ずっと立ちっぱなしで腰が想到辛くなっていたので、客席の一番後ろのマイチェアーに座って聞いた。
座ってる、という事は、ニョキニョキの人の林に目の前をおおわれて、ステージが全然見えないという事なのだが、実に美しい、清らかな2本のギターの旋律が絡み合って聞こえてくる。1本は透明感のあるボーカルの女の子、ミーワさん、1本は村重さんという、おっちゃん。
時々、人の林の隙間からステージをのぞくと、やっぱりあのおっちゃんが、あの清らかで美しい音を奏でてるんだわ。
以前、いわきでの共演をお願いしたが、叶わなかった。是非共演して、じっくり聞かせてもらおう。

REVENGE CORE。このバンドで、この日一番、感動的な言葉が飛び出した。
バリバリのハードコアバンドなんだが、最後の曲の演奏中にボーカルの男の子が、
「小川さん、シバちゃん、こっち来て! 音なんかどうでもいいから、ここ来て!」
と叫び、PAの二人が客席最前列に飛び出していって、周りの連中と肩を組みながら音楽に乗って騒ぎ出したのだ。これには泣いた。

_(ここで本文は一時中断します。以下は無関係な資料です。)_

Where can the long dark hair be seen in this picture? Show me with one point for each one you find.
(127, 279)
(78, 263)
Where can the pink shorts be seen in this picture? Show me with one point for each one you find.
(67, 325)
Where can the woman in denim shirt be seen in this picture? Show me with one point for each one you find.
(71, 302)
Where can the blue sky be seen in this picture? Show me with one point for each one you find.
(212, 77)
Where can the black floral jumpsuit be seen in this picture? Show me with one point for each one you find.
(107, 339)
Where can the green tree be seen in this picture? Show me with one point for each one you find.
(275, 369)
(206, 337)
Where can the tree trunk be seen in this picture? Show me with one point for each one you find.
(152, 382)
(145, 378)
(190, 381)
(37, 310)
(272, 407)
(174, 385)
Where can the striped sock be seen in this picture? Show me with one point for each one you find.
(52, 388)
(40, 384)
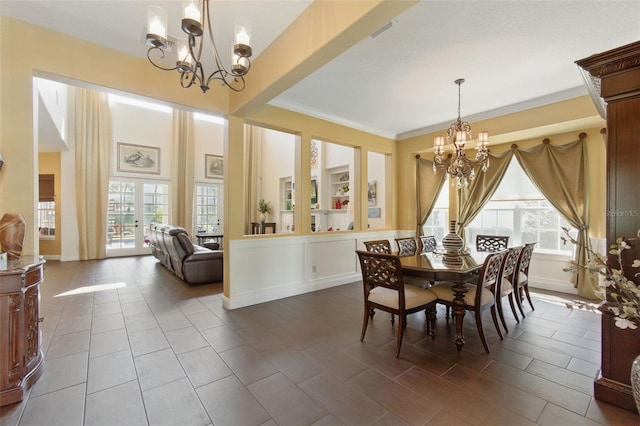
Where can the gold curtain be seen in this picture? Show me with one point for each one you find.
(561, 173)
(253, 139)
(428, 186)
(481, 189)
(92, 142)
(182, 169)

竹原ピストルは、さすがの貫録だった。やっぱりこの人の歌詞には掴まれる。歌うことなんかもう無いのに、歌うのをやめようと思ったことはない、とかね。悔しいが結局やられちゃうのだ。腕からボタボタ汗をたらして全力投球。

だが、谷井大介はもっと凄かった。
アピア的な言い方で「歌に体重が乗る」っていうのがあるんだけど、まさにこの言葉がどんぴしゃり!
それこそ、1音1音、1文字1文字を、あの、結構デカい体躯の全体重をかけて繰り出していた。
邪念が全くない、‘小川屋で歌う’事のみがそこにあった。
これほど重量感があり、これほど純粋な谷井大介を見たことはない。
この時のステージの感覚を、これからも追い続けて行けば間違いないよ。
プリンちゃんの一番弟子の仕事は、いつまでも、どこまでも小川屋魂を拡散していくことだ!

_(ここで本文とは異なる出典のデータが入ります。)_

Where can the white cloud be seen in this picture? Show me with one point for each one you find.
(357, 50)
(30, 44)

前夜、イベント2日目の出演者の解説をプリンちゃんがしてくれたんだけど、チバ大三については、「ここで、妖怪登場なんすよ!」とのことであった。
この日の妖怪さんは、実に爽やかであった。地元組などの重たいステージが続いた後で、さぞや、やり難かったことと思うが、Tシャツを3枚着込んでの楽しいステージは、一服の清涼剤となって、少し肩の力を抜かせてもらった。
チバ君をご存知の方には、彼のステージが‘爽やか’で‘楽しい’‘清涼剤’と感じられるほどの、この日のイベントの猛烈な凄まじさを想像して頂ければ、と思います。
最後に「トキメキニシス」を歌いだすと、PA席でプリンちゃんが「やった!」と叫んでいた。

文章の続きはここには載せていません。